Trust documents are useful in various situations—such as making sure that the right person is looking after your children if something happens to both parents or that important pieces of the property end up where they’re supposed to be. Trusts are also relevant when special arrangements must be made for people with disabilities or other special needs.
Benefits of an estate plan
There are many benefits associated with having a will or trust document properly executed by a lawyer. If nothing else, it helps deter family disputes over who gets what part of the good ol’ pie once someone passes away. What’s more, you can nominate a financial guardian for your children and specify their upbringing, education, and even religious beliefs.
Providing such detailed instructions on how you would like things to go down when something happens to you saves everyone involved the trouble of figuring it out after the fact. It also makes sure that your last wishes are respected—something which can’t be said if there isn’t an established plan in place beforehand.
Who can help you create an estate plan?
Lawyers that have experience with estate planning can help you create a will or trust document. They can also advise as to how best to distribute your property and what steps to take should something happen to you. In fact, they’re the experts that can pinpoint legal loopholes and other problems before they become an issue, ensuring peace of mind for everyone involved. Think about what objectives of estate planning are most important to you and make a list of desired results. Once you have outlined your objectives, find a lawyer with the abilities to meet those particular needs and work out an arrangement.
Take the first step towards achieving all your estate planning goals by doing some work as soon as possible. You will feel better knowing that you have taken the steps to protect your most valuable assets.
Who needs estate planning?
Anybody who owns property or has dependents should at least consider making an estate plan, but it becomes even more important as we get older. Even if you had one before, checking up on your current estate plan once in a while is recommended to make sure it’s still relevant. This does not just apply to parents but strangers as well, who may be responsible for a person with special needs or disabilities.
It’s wrong to think that only the extremely rich need to consider making an estate plan. A plan can help ensure that your property is split in its proper proportions and avoids the need for long and expensive court battles over who gets what after you pass away.
How much does it cost?
The costs of establishing an estate plan vary depending on the nature of the business, but lawyers usually charge around $500 to $1000 for basic estate planning services. The actual price depends on the lawyer’s experience, reputation, and time spent working on your case. An inexperienced or unknown lawyer will usually charge less than an experienced professional with a good reputation.
Make sure to do thorough research and compare quotes before you accept the services of any lawyer. The added peace of mind and satisfaction will make the price tag well worth it.
What if you don’t have an estate plan?
In the case of a family dispute over inheritance, the courts will appoint a trustee or administrator to look after your assets until they are divided up. The court’s ruling is final—there’s no way of getting around it—so being proactive about estate planning can save you and your loved ones from the unwelcome hassle of dealing with the legal system.
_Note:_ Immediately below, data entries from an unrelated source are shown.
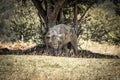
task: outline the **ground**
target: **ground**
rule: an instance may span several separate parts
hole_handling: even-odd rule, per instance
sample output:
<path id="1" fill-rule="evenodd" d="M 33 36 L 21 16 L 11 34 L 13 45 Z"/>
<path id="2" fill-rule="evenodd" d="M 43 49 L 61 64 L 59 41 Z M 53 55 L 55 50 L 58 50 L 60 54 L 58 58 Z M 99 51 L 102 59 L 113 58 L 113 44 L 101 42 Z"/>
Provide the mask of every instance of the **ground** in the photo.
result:
<path id="1" fill-rule="evenodd" d="M 2 55 L 0 80 L 120 80 L 120 59 Z"/>
<path id="2" fill-rule="evenodd" d="M 1 44 L 0 54 L 0 80 L 120 80 L 119 53 L 51 56 L 41 46 L 21 43 Z"/>

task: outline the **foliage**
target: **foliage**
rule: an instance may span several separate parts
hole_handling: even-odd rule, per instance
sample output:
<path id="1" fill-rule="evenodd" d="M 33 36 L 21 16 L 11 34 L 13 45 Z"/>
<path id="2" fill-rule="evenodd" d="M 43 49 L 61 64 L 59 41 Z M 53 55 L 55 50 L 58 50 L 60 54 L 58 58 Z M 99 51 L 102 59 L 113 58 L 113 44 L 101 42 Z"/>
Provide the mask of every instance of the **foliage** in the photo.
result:
<path id="1" fill-rule="evenodd" d="M 94 5 L 81 24 L 82 38 L 120 45 L 120 16 L 115 14 L 115 7 L 112 2 Z"/>
<path id="2" fill-rule="evenodd" d="M 42 2 L 40 7 L 44 11 L 47 10 L 45 0 L 34 1 Z M 78 27 L 83 30 L 80 38 L 84 40 L 90 39 L 99 43 L 107 42 L 120 45 L 119 3 L 114 4 L 115 2 L 107 0 L 105 2 L 100 1 L 100 3 L 96 2 L 80 20 L 88 6 L 94 2 L 96 0 L 78 1 Z M 67 0 L 66 4 L 62 6 L 63 15 L 60 16 L 59 13 L 59 17 L 57 17 L 62 17 L 62 23 L 74 25 L 74 3 L 74 0 Z M 50 4 L 51 6 L 49 7 L 55 8 L 56 1 L 50 2 Z M 1 0 L 0 5 L 0 41 L 33 41 L 39 43 L 43 40 L 44 33 L 48 28 L 46 25 L 47 21 L 45 22 L 43 17 L 48 15 L 45 13 L 43 14 L 45 16 L 42 16 L 39 13 L 40 11 L 42 12 L 42 9 L 39 10 L 33 0 Z M 52 17 L 50 17 L 51 19 Z M 58 23 L 59 20 L 57 19 Z M 78 29 L 78 27 L 75 28 Z"/>
<path id="3" fill-rule="evenodd" d="M 14 0 L 1 1 L 0 20 L 2 41 L 40 41 L 40 19 L 31 1 L 26 6 Z"/>

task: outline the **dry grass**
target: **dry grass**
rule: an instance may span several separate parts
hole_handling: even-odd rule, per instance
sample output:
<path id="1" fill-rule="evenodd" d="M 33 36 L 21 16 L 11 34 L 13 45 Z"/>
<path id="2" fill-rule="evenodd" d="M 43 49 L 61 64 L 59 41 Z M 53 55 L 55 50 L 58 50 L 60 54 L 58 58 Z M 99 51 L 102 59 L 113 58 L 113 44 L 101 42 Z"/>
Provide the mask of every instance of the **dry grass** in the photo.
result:
<path id="1" fill-rule="evenodd" d="M 89 50 L 95 53 L 120 56 L 120 46 L 99 44 L 90 40 L 84 41 L 82 39 L 79 41 L 79 43 L 82 43 L 81 48 L 84 50 Z"/>
<path id="2" fill-rule="evenodd" d="M 2 55 L 0 80 L 120 80 L 120 59 Z"/>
While it’s true that nothing is guaranteed in life, the surest way to avoid these nasty surprises is by creating a proper estate plan. Make sure your loved ones are taken care of after you’re gone with the right will or trust document and don’t risk them having to go through the trouble of sorting everything out after you die.
Estate planning is not new
This concept is not new at all. Wills were used by ancient Egyptians. The Testament of Solomon, an apocryphal text dated to around the third century A.D., recommends making a will before leaving for certain journeys in order to ensure that no one can claim your property should you get murdered or robbed along the way.
It was not until medieval England that detailed land records were kept—in fact, there were laws compelling people to make detailed documents outlining who gets what when a person died. They were a novelty in that time and place, but most of the concepts we have today for estate planning originated back then.